“With changing regional growth dynamics in the global economy, management is undertaking a detailed assessment of our portfolio to focus on the businesses which offer the most attractive future returns,” says CRH said in a trading update.
The group spent €660 million on bolt-on acquisitions during the three-month period, with about 25% of the investments in developing regions, including China, Ukraine and India.
CRH has generated €2 billion in disposals since 2007 but says there is more to do, pointing out that the sale of businesses and the impact of the still-difficult environment in Europe where it makes some half of its revenue, could give rise to a non-cash impairment charge in its 2013 accounts.
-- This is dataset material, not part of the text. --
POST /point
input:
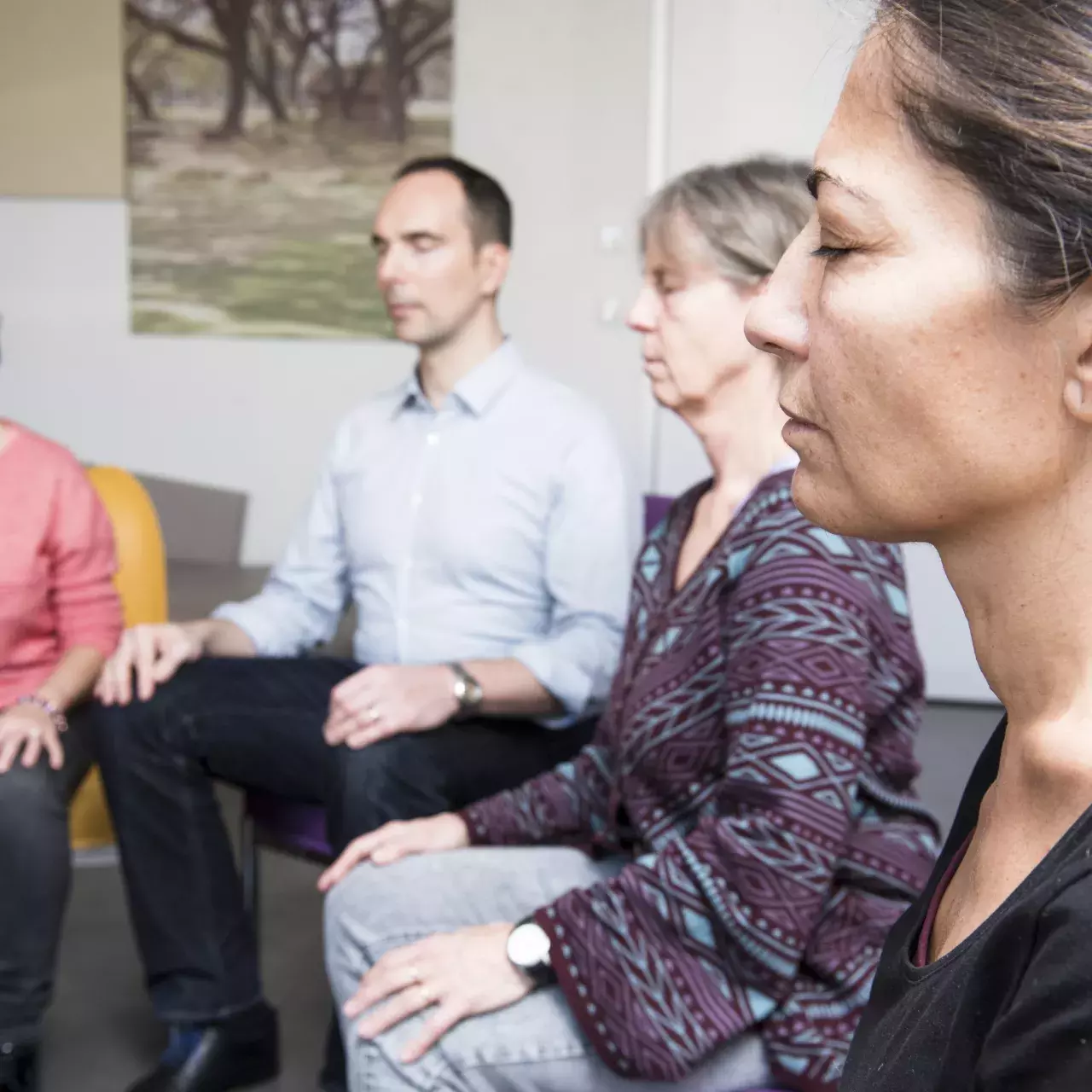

It says it has also identified cost savings of €175 million for 2014 and 2015, on top of €195million this year and a total of €2.4 billion since 2007.
The group reported a sharp fall in first-half earnings following a long period of bad weather although its revenue rose to €5.4 billion between July-September, 2013, following better weather in the US.
Third-quarter earnings before interest, tax and deprecation rose to €0.66 billion despite the negative effect of currency movements.
Revenues in the US, where CRH is among the leading producers of asphalt for highway construction, grew 4% year-on-year while sales in Europe fell by 1% after a 10% drop in the first-half.
CRH says that its second-half earnings before EBITDA are expected to be in line with 2012.